This extraordinary vest is made of many hundreds of tiny tubular bamboo segments, each precisely cut and held in place with cotton thread that has been passed through the centre of each segment to construct the overall garment. Such vests were worn by court officials in the Qing Dynasty beneath their elaborate silk robes to allow the air to circulate and to protect the robes from soilage by coming into contact wit the skin.
Such vests were also worn by the Straits Chinese (the babas and nyonyas) of what is now Malaysia and Singapore under their elaborate and costly Qing-style wedding costumes for similar reasons.

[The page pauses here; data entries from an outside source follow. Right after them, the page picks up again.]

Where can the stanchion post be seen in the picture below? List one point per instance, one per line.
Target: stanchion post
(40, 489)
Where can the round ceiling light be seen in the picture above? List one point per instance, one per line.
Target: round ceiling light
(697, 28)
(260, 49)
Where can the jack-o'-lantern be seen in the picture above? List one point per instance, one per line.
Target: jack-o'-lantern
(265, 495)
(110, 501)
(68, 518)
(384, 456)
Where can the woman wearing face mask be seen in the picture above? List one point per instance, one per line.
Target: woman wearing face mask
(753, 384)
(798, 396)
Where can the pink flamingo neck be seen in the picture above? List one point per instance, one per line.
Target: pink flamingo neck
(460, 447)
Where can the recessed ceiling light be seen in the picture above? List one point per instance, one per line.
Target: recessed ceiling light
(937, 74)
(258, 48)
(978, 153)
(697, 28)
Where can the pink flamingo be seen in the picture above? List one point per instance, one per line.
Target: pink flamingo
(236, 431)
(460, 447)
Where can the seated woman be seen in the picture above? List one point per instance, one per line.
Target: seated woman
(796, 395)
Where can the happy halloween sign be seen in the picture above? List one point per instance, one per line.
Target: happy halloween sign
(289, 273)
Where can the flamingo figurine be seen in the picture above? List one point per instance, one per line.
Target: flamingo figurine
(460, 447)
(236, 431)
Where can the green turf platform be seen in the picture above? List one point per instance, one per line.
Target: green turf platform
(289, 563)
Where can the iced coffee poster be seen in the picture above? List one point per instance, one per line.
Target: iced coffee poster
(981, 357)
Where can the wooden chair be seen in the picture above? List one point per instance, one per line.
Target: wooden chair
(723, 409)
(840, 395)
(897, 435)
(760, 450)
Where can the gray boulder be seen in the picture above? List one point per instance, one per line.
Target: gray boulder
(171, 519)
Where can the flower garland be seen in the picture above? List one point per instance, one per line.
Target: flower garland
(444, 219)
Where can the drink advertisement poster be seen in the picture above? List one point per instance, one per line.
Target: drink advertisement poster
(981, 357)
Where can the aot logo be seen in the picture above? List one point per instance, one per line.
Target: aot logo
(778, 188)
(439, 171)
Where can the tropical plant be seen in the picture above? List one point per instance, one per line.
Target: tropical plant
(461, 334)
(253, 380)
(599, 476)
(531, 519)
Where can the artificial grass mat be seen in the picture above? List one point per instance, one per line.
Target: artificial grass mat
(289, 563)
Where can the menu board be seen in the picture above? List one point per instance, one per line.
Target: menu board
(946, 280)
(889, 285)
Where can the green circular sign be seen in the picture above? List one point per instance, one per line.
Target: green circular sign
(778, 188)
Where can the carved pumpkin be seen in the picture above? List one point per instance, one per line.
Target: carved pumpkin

Vests such as these are rare. One is in the collection of the National Museum of Singapore (inventory no. GO309). Another is on display in the Chan House in Malacca, Malaysia – now the Baba Nyonya Heritage Museum. Another was offered by Christie’s New York in its sale ‘The Imperial Wardrobe: Fine Chinese Costume and Textiles from the Linda Wrigglesworth Collection’, March 19, 2008, lot 125. It made US$8,125 against an estimate of US$4,000-6,000.
The Singapore Museum example is shown in Khoo J.E., The Straits Chinese: A Cultural History, The Pepin Press 1996,
p. 81; and in Chee, E. ‘The Straits Chinese Bridal Chamber’, Arts of Asia, May-June 1987.